Noël, une fête chrétienne hackée !

Autant le dire tout de suite et de façon directe, Noël en Occident (Europe, Amériques) est en train de devenir “un gros n’importe quoi”. Noël est de plus en plus fêté par des athées ou agnostiques sans plus aucune référence à Jésus, Fils de Dieu. Les gens dans la plupart des familles occidentales mangent copieusement, boivent beaucoup d’alcool et se donnent des cadeaux (cela dit au Brésil par exemple les gens se donnent très peu de cadeaux). On est très loin d’une fête religieuse avec un respect pour le Tout Puissant, pensez aux Juifs comment ils fêtent certains fêtes sacrées avec un jeûne et des prières. De moins en moins de personnes vont à l’église la Veille de Noël. D’ailleurs beaucoup d’églises évangéliques n’ont pas de service le 24 à minuit.  
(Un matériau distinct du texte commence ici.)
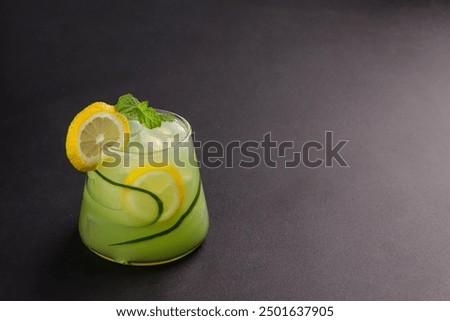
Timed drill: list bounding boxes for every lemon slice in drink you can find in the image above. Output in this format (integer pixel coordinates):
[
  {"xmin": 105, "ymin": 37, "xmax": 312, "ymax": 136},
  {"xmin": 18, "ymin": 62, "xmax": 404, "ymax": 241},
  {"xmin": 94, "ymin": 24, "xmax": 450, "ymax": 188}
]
[
  {"xmin": 122, "ymin": 164, "xmax": 185, "ymax": 226},
  {"xmin": 66, "ymin": 102, "xmax": 130, "ymax": 172}
]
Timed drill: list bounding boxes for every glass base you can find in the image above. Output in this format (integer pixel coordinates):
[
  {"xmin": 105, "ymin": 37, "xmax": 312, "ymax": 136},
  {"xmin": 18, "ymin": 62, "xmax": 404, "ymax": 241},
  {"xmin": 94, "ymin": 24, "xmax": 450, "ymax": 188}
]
[{"xmin": 88, "ymin": 241, "xmax": 203, "ymax": 266}]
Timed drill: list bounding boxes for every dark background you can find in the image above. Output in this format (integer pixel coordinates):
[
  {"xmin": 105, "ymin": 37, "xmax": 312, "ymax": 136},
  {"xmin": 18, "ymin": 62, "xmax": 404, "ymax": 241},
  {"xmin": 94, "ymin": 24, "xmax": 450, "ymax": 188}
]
[{"xmin": 0, "ymin": 0, "xmax": 450, "ymax": 300}]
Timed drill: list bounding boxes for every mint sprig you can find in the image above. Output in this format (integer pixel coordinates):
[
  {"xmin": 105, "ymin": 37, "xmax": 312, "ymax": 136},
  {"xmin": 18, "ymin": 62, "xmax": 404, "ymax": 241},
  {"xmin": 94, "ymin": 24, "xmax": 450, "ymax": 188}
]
[{"xmin": 115, "ymin": 94, "xmax": 175, "ymax": 129}]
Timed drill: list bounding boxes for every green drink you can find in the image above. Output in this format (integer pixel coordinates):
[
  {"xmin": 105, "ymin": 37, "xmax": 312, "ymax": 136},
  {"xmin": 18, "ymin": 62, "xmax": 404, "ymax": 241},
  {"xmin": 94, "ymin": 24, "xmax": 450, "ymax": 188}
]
[{"xmin": 71, "ymin": 104, "xmax": 208, "ymax": 265}]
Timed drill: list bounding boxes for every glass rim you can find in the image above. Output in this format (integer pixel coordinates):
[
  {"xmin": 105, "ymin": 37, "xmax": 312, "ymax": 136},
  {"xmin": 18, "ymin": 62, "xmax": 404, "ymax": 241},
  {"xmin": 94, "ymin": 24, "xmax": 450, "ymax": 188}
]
[{"xmin": 109, "ymin": 108, "xmax": 192, "ymax": 155}]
Bref, il me semble totalement logique de changer le terme de Fête de Noël en Fête de la famille ou même en Fête du capitalisme. Ainsi les athées et agnostiques seront contents et aussi les Chrétiens. Car pour un Chrétien comme moi, j’ai de moins en moins envie de fêter Noël, car c’est comme si la fête avait été volée ou hackée par les athées, agnostiques et surtout l’économie de marché capitaliste globalisée. Pour moi il s’agit désormais d’une fête 100% agnostique ou commerciale et je me sens de plus en plus frustré de fêter Noël ainsi. Les mots comptent dans un monde complexe. Si on parle de Fête de famille, il y a une vraie clarté. Car ne nous trompons pas, c’est bien cela qui est fêté dans l’énorme majorité des familles et plus du tout la naissance de l’enfant Jésus, notre unique sauveur pour accéder au Paradis (lire par exemple Jean 3:16 ou Romains 10:9).
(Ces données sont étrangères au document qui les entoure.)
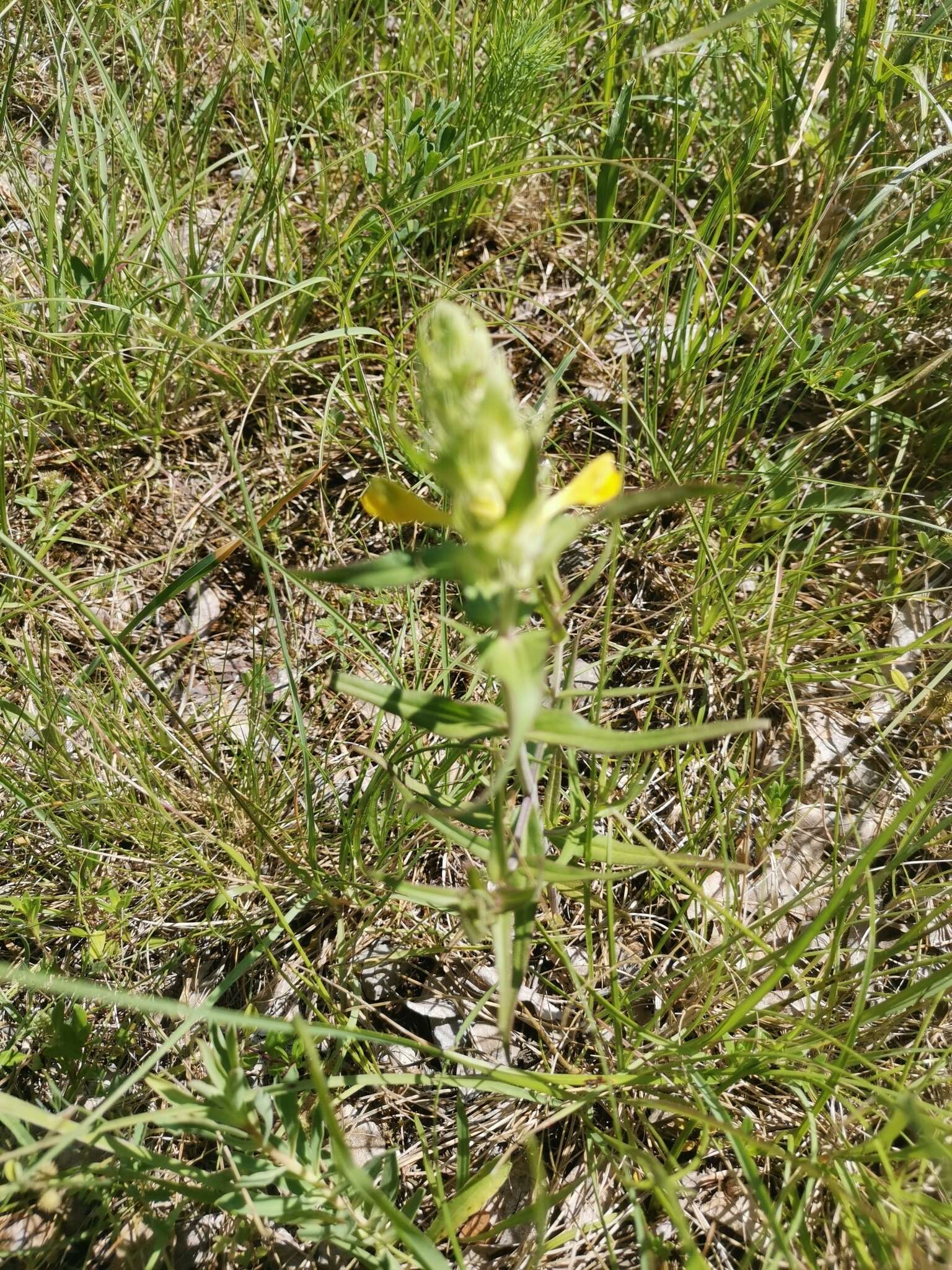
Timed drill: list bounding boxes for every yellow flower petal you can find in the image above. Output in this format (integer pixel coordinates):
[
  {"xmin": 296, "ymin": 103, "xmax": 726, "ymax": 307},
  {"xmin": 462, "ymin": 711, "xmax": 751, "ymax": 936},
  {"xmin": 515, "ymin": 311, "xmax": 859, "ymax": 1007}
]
[
  {"xmin": 549, "ymin": 455, "xmax": 622, "ymax": 515},
  {"xmin": 361, "ymin": 476, "xmax": 449, "ymax": 525}
]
Les Eglises peuvent elles bien sûr continuer à parler de Noël, mais de grâce les familles ne devraient plus utiliser ce terme ou en tout cas celles qui célèbrent la famille plutôt que Jésus. D’ailleurs on dit de plus en plus Bonnes fêtes et moins Joyeux Noël, une évolution logique mais triste. En plus, la date du 25 décembre n’est jamais mentionnée dans la Bible. De toute façon pour nous Chrétiens la principale fête est Pâques.

Vous comprendrez qu’il est probablement irréaliste de changer le nom de cette fête, mais vous avez bien sûr compris la forte critique avec ou sans Covid-19.

La fête de Noël est-elle en train de perdre son essence religieuse ?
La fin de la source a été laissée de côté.